Выбор в этом очевиден. Я подхожу к девочкам и прижимаю их к сердцу. Затем чмокаю каждую в макушку и нехотя направляюсь в сторону женщины.
Поднимаю стол и помогаю ей подняться. Осторожно прощупываю руки и ноги, проверяю на наличие явных повреждений. Выдыхаю. Ничего из страшного не подтверждается. Анна Николаевна просто в состоянии шока, глубокого.
Поправляю ей прическу, съехавшую набок, и проговариваю:
– Вы напугали детей. Все-таки вы взрослый человек, а повели себя…
И тут Анна Николаевна сбрасывает маску нейтральности и вежливости.
– Да что вы говорите! Сначала понарожают вот таких безотцовщин, а они творят, что хотят. Что, по малолетке залетела? О предохранении мама не рассказывала?
Ну что сказать на подобное? Я стою и смотрю, как раздуваются ноздри прислуги, как огнем полыхает взгляд, а щеки уже не просто краснеют, а горят.
А еще говорят, мы – рыжие… И эмоции все у нас на лице.

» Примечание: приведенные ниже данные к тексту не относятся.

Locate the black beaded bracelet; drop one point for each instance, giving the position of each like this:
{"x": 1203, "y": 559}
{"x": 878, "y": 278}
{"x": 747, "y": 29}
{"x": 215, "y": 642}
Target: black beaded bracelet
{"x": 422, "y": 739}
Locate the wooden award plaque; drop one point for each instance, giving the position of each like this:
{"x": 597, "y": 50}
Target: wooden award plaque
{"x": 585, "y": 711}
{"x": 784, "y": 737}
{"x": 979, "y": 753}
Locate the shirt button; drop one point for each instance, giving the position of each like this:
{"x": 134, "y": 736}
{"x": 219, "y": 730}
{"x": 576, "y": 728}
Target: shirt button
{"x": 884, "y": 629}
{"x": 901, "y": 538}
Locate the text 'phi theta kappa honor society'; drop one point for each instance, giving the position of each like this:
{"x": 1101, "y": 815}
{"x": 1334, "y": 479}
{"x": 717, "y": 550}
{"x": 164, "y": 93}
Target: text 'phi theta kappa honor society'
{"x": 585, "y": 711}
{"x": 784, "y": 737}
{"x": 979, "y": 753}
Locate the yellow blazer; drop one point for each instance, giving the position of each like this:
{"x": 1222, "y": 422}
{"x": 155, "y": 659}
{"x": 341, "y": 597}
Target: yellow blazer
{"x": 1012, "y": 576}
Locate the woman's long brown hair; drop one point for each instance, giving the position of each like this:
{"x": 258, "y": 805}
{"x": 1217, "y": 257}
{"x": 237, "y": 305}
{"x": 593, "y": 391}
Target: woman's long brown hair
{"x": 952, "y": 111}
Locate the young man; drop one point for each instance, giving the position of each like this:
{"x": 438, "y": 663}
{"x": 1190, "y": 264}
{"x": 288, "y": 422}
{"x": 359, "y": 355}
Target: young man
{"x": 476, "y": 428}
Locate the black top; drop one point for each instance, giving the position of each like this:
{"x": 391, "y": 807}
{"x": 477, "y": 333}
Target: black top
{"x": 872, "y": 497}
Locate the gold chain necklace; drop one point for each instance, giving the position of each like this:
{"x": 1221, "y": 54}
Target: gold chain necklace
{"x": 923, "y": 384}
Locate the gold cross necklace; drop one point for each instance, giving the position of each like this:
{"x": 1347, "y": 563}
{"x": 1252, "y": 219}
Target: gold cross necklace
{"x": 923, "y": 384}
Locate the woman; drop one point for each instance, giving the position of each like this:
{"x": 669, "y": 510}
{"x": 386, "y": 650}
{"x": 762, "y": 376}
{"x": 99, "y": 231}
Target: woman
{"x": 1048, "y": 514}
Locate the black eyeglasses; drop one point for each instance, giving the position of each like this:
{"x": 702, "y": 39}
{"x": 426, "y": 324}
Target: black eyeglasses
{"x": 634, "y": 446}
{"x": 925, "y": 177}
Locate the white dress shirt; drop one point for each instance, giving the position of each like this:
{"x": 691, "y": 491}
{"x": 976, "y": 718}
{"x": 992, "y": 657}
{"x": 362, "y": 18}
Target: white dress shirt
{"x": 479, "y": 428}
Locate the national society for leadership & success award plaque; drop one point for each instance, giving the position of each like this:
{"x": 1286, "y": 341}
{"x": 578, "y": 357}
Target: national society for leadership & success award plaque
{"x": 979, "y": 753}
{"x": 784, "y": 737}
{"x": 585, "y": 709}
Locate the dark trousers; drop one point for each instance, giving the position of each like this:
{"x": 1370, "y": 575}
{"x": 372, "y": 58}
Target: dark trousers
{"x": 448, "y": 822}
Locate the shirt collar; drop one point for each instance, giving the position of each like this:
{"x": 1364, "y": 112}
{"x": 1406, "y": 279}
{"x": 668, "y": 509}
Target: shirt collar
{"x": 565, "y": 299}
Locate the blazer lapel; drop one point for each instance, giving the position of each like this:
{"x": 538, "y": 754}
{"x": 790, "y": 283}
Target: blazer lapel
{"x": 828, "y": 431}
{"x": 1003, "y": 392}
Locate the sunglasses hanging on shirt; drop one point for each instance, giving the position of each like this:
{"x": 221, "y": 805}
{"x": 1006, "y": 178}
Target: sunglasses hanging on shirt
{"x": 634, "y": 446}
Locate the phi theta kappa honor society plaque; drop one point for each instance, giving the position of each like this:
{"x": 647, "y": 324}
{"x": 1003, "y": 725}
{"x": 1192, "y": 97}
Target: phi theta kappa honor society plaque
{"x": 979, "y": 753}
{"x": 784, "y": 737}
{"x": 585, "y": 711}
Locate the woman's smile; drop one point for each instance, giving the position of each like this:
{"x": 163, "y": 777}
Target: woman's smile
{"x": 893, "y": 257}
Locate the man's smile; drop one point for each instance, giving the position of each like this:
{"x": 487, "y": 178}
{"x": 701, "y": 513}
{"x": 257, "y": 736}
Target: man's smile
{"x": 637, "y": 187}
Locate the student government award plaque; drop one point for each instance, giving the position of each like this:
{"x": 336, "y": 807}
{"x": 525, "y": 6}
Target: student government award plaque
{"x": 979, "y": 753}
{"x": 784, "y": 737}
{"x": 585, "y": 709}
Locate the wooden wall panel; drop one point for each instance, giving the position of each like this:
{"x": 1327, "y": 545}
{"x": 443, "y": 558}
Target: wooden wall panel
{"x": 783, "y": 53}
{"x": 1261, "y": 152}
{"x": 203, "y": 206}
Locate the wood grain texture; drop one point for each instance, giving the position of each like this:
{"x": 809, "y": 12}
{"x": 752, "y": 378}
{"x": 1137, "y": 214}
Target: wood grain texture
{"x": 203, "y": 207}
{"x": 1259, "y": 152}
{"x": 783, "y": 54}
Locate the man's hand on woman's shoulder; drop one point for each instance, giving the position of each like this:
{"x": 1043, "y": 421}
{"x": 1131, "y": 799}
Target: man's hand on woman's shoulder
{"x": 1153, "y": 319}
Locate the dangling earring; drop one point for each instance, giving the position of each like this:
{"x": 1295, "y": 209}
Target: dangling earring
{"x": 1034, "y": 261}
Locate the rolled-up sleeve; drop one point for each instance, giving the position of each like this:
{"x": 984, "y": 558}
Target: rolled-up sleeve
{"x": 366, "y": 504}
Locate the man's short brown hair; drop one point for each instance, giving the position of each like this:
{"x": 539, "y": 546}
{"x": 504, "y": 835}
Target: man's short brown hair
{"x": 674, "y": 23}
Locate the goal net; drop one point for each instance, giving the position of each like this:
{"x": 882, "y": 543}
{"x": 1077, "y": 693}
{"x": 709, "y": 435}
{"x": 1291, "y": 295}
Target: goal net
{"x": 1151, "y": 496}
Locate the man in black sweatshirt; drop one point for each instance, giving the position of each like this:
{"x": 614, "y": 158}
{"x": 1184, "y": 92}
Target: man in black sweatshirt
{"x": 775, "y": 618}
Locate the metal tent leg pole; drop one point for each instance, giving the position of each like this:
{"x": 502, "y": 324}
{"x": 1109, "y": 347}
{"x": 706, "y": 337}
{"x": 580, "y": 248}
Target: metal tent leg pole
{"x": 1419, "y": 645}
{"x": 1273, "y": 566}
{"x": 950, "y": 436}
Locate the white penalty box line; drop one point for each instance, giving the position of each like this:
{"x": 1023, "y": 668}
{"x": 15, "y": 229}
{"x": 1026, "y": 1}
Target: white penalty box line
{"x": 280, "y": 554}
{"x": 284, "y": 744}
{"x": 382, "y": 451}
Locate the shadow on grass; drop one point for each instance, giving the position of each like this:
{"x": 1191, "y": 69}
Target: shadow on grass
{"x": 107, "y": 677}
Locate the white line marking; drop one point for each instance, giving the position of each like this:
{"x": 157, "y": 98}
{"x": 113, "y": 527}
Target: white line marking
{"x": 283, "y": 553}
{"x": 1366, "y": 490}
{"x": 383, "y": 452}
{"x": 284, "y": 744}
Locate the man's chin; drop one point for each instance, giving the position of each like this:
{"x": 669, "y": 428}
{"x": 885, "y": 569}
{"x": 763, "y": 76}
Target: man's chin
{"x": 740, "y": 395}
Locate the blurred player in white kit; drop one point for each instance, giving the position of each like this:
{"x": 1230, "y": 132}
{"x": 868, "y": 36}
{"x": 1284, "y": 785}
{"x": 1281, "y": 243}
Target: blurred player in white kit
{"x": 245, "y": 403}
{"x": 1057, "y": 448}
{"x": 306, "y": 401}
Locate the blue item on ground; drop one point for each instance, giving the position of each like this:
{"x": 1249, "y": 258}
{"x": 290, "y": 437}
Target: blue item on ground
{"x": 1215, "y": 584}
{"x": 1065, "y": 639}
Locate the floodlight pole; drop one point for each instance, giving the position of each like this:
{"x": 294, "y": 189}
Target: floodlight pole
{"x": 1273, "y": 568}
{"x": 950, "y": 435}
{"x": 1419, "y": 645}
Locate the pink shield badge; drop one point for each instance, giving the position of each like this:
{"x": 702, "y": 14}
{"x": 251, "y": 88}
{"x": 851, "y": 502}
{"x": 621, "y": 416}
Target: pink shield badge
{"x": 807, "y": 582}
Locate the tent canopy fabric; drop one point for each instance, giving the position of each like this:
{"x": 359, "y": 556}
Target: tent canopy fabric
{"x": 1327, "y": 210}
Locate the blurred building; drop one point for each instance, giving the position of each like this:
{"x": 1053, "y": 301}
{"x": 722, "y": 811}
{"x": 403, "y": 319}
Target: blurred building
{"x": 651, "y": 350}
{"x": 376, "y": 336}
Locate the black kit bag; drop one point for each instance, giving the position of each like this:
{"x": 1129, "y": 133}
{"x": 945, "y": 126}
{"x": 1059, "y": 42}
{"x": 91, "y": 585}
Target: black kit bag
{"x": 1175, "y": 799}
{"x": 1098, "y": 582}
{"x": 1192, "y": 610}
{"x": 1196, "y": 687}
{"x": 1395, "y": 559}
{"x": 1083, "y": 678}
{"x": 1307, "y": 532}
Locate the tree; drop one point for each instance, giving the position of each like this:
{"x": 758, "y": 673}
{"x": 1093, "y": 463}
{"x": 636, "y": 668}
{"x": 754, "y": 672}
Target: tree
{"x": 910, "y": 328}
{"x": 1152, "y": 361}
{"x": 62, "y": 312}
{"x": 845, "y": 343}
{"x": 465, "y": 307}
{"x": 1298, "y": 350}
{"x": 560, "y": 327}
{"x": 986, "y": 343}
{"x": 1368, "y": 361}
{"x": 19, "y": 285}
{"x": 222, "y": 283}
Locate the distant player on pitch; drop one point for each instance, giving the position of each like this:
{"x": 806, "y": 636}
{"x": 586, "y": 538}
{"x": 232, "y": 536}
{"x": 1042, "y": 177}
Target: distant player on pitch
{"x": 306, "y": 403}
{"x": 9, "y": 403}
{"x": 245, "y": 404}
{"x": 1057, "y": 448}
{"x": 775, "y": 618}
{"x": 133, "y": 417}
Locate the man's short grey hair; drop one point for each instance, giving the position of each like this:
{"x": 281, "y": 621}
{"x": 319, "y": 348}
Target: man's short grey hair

Анна Николаевна чувствует себя хозяйкой положения явно. Мы неизвестно откуда взявшийся народец, а она своя, с авторитетом в глазах Горского. Так я поспешу ее расстроить…
– Вас сейчас отправить на принудительное лечение в психиатрическую клинику или все-таки обождать?
Женщина сразу замолкает и пытается понять, шучу я или нет.
А я умею держать лицо, чтобы ни одна зараза не подкопалась.
– У меня два свидетеля, что вы кинули детям в суп муху, а у Сони, между прочим, боязнь насекомых. Так вы специально решили над девочкой поиздеваться?
– Да что ты несешь, пигалица? Да как ты со мной разговариваешь?
И в этот момент я, как фокусник, из-за спины достаю руку, в которой телефон, а там приложение с диктофоном и запись.
Я демонстрирую обидчице свой настрой и специально прокручиваю наши разборки еще раз в нужном мне ключе.
Анна Николаевна бледнеет.
А ведь могло быть все иначе. Я бы попросила девочек извиниться, помочь тут все убрать. Но нет же! Не живется людям спокойно, так и норовят все изгадить. А я не позволю! Никому!
Учителя слишком хорошие были. Смотрю на портрет Горского, висящий в гостиной, и хочется забросать его теми самыми дротиками.